A sprain, also known as a torn ligament, is damage to one or more ligaments in a joint, often caused by trauma or the joint being taken beyond its functional range of motion. The severity of sprain ranges from a minor injury which resolves in a few days to a major rupture of one or more ligaments requiring surgical fixation and a period of immobilization. Sprains can occur in any joint but are most common in the ankle and wrist.
Sprains typically occur when the joint is taken beyond its functional range of motion.

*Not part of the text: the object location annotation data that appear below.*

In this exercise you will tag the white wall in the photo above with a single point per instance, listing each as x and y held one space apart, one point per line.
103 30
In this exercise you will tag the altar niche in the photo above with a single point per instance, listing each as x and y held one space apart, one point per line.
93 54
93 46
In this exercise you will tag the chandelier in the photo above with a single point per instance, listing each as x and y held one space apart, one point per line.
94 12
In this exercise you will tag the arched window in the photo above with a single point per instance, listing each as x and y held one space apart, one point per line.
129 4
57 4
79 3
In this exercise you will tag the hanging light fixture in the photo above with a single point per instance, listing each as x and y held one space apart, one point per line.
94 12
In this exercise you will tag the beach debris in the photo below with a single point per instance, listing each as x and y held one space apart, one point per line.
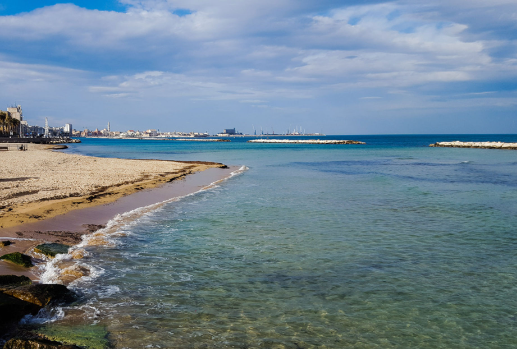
18 258
306 141
36 343
52 249
41 294
14 281
483 145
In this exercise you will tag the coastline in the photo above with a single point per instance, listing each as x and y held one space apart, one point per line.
40 184
69 220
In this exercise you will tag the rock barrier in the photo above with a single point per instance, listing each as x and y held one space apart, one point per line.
483 145
305 141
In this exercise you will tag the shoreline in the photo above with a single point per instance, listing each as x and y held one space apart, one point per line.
62 182
479 145
81 224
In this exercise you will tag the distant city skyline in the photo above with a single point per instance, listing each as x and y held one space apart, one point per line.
334 67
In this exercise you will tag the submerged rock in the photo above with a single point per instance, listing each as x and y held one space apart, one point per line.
36 343
5 243
18 258
41 294
51 250
12 310
14 281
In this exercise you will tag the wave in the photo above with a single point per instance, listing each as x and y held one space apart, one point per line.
76 268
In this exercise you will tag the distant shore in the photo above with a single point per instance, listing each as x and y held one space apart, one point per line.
482 145
39 184
54 197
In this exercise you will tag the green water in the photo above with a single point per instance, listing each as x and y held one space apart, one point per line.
395 245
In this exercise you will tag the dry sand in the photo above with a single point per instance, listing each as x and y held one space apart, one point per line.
38 184
41 189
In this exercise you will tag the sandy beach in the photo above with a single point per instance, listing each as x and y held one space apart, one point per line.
39 184
49 196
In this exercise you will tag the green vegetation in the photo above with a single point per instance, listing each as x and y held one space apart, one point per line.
14 280
8 124
88 336
18 258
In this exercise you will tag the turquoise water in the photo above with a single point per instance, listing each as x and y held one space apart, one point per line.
388 245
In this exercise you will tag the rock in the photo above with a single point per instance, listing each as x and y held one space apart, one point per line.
14 281
12 310
41 294
36 343
51 250
18 258
5 243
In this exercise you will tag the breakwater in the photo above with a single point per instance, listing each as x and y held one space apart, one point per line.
484 145
305 141
201 140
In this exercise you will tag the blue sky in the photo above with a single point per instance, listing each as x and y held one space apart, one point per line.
338 67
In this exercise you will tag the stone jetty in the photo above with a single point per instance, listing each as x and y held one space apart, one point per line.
305 141
484 145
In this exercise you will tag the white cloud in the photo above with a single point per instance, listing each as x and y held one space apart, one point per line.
263 53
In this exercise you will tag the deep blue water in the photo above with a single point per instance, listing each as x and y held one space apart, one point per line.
391 244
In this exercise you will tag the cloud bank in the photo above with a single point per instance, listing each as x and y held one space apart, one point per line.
332 66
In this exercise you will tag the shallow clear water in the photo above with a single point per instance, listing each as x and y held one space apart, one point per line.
388 245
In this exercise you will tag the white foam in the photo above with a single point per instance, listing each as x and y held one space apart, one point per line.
45 315
116 227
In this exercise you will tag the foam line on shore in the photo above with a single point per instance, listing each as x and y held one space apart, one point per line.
53 271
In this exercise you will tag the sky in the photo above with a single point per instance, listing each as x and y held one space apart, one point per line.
336 67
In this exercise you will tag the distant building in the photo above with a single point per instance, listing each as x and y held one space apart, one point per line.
16 112
229 132
151 133
67 130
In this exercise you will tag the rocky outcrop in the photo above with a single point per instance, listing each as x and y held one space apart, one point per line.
18 258
51 250
14 281
12 310
305 141
40 294
36 343
19 297
483 145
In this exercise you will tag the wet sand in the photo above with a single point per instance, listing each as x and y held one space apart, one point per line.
69 228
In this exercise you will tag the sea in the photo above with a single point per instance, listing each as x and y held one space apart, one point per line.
391 244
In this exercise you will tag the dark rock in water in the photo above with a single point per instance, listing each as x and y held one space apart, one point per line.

There are certain factors which increase risk of sprains. Fatigue of muscles generally leads to sprains. When one suddenly starts to exercise after a sedentary lifestyle, sprains are quite common. While scientific studies are lacking, it is often thought that not warming-up is a common cause of sprains in athletes. Warming-up is thought to loosen the joint, increases blood flow and makes the joint more flexible.
A diagnosis of a sprain can often be made with a good degree of certainty by physical examination based on the clinical presentation and method of injury. In some cases, X-rays are obtained to ensure that there is no fracture. In some cases, particularly if the injury is prolonged or does not appear to be resolving as expected, magnetic resonance imaging (MRI) is performed to look at surrounding soft tissues and the ligament.
First degree sprain – the fibres of the ligament are stretched but intact.
Second degree sprain – is a tear of part of a ligament, from a third to almost all its fibres.
Third degree sprain – is a complete rupture of the ligament, sometimes avulsing a piece of bone.
A bone fracture is a medical condition in which there is a damage in the continuity of the bone. A bone fracture may be the result of high force impact or stress, or a minimal trauma injury as a result of certain medical conditions that weaken the bones, such as osteoporosis, bone cancer, or osteogenesis imperfecta, where the fracture is then properly termed a pathologic fracture.
A bone fracture may be diagnosed based on the history given and the physical examination performed. Radiographic imaging often is performed to confirm the diagnosis. Under certain circumstances, radiographic examination of the nearby joints is indicated in order to exclude dislocations and fracture-dislocations. In situations where projectional radiography alone is insufficient, Computed Tomography (CT) or Magnetic Resonance Imaging (MRI) may be indicated.
Traumatic fracture – This is a fracture due to sustained trauma. e.g., fractures caused by a fall, road traffic accident, fight, etc.
Pathologic fracture – A fracture through a bone that has been made weak by some underlying disease is called pathological fracture. e.g., a fracture through a bone weakened by metastasis. Osteoporosis is the most common cause of pathological fracture.
Periprosthetic fracture – This is a fracture at the point of mechanical weakness at the end of an implant
Closed fracture are those in which the overlying skin is intact
Open fracture/Compound fracture: involve wounds that communicate with the fracture, or where fracture hematoma is exposed, and may thus expose bone to contamination. Open injuries carry a higher risk of infection.